A man emerges now from the temple. He clings to the doorway as if his
left leg has been broken and he seems to have lost his nose. He starts
stumbling towards her, but then something pulls him back into the
burning building. She hears a snap and a scream and nothing more.

It is then that some part deep inside of her finally reaches up
through her rage. It says, demon! Kill demon! Kill demon! She sways a
little on her feet, clutching her sword in both hands. She blinks
several times. The bodies of dead Fists lie around her. If any are
still alive, they are inside the temple.

She starts to shiver. She can't stand the sight of the blood on her
sword, so she wipes it on one of the fallen men's clothes. There are
still human sounds coming from behind the temple door.

Slayer, slayer, she thinks, forcing herself to breathe properly and to
stop shivering. I am The Slayer. I kill demons, not men. She rubs at
her face, as if to wake herself. She must go into the temple
and---save these men.

She breathes deep, draws herself together, tries not to think of
Master Bao lying dead a dozen yards down the road. She knows her
duty. She will be brave. She steps up to look at her true foe.

And stands back in shock. He's a foreign devil, an ocean man, but
unlike every other ocean man she's ever met, this one does not smell
of milk.

He smells of blood.

His skin's pale as bone, his hair looks like thatch, and his eyes are
the colour of the sky at noon. He has killed all but one of the
remaining Fists.

He says something to her then, in a language she does not understand,
but she recognises the tone: low and mocking.
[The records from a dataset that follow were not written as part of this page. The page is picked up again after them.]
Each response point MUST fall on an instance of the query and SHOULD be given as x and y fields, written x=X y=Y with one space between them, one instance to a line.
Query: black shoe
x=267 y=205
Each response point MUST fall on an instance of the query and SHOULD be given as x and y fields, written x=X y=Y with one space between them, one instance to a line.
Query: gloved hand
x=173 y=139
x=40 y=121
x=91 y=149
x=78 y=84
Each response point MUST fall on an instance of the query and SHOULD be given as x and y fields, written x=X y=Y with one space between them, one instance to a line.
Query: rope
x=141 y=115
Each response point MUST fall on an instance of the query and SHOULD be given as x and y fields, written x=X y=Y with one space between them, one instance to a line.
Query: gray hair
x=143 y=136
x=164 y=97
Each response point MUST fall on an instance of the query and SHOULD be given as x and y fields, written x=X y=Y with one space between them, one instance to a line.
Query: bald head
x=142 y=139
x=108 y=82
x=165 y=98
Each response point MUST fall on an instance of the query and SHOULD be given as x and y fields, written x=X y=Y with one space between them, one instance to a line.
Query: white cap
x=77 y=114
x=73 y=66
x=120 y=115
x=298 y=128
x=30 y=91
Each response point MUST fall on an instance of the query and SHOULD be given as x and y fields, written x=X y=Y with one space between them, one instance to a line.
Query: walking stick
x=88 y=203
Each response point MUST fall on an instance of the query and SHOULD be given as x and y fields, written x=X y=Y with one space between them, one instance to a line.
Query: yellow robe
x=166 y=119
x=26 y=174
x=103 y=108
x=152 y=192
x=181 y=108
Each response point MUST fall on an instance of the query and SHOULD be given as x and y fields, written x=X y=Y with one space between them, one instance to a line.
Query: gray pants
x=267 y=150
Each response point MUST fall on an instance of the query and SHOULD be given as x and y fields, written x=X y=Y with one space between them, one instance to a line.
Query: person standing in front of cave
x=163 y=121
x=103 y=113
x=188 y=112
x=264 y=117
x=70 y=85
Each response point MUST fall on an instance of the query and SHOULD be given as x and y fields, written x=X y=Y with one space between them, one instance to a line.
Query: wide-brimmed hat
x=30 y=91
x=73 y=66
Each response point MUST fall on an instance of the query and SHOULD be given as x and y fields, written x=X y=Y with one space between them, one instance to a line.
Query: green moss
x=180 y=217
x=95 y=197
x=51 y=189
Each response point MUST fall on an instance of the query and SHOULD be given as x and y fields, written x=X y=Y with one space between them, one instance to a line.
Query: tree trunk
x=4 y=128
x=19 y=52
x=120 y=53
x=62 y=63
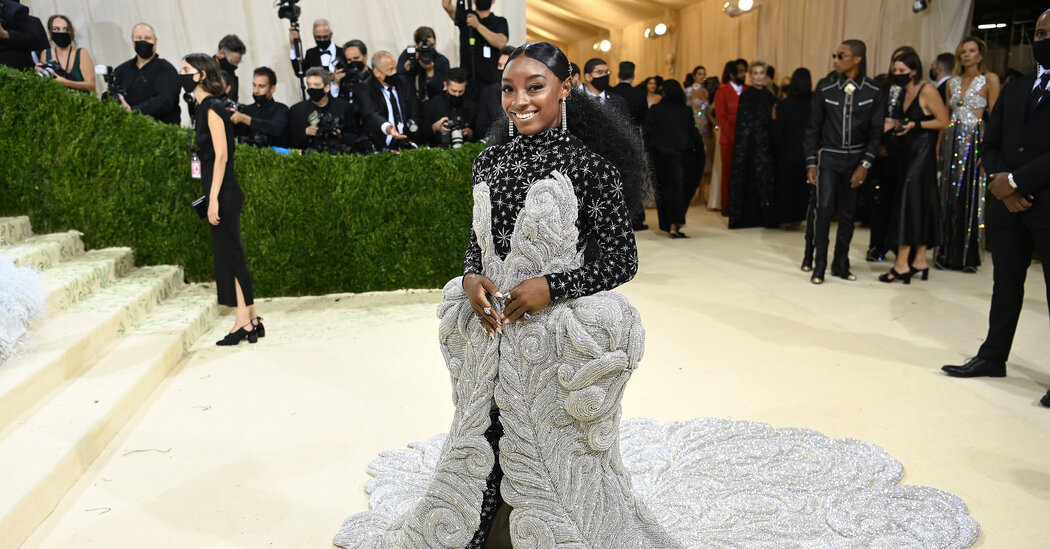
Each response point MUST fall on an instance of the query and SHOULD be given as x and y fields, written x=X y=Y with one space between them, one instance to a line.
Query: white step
x=75 y=280
x=65 y=436
x=67 y=342
x=14 y=230
x=44 y=251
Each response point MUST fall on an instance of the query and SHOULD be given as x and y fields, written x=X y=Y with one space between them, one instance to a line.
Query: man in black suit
x=940 y=71
x=635 y=98
x=326 y=54
x=389 y=108
x=442 y=114
x=490 y=104
x=596 y=85
x=1016 y=154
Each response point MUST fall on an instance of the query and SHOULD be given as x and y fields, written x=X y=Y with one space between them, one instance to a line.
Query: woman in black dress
x=214 y=142
x=916 y=217
x=751 y=188
x=791 y=117
x=673 y=143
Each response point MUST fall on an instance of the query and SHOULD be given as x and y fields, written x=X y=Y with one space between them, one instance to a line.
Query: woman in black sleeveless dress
x=214 y=140
x=916 y=218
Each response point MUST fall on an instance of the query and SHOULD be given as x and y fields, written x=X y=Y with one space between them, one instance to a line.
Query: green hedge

The surviving Fist
strikes out at him, knife in hand, but the ocean devil seizes his
attacker's arm easily and breaks it. The devil kicks away the Fist's
lower leg and the man crumples. A foot smashes into the man's neck and
crushes his throat. The devil isn't even bothering to drink from his
victims, he's just pulling them apart for the fun of it. He's a
savage.

But she thinks, am I any better? She's spilt human blood
tonight. There's no honour in that, it's not part of her
calling. She's betrayed Master Bao and she's betrayed her
mother. She's the Slayer, and that's not what she's supposed to be
about.

Does he know what she is? Can he tell? She thinks so---he was offhand
in killing the man, but he's being more careful of his movements now
that she's here. He seems to be sizing her up. He's starting to smile.

And she knows that there is nothing she can do to make right what she
has done wrong tonight, but she knows that her duty still needs to be
done. She must still try to kill the demon in front of her.

She thinks, "Try? Why am I thinking 'try'?", but then the demon is
upon her, and she has no time left to think and no remaining sense of
self. She is motion and she is fury: she is the warrior of the people.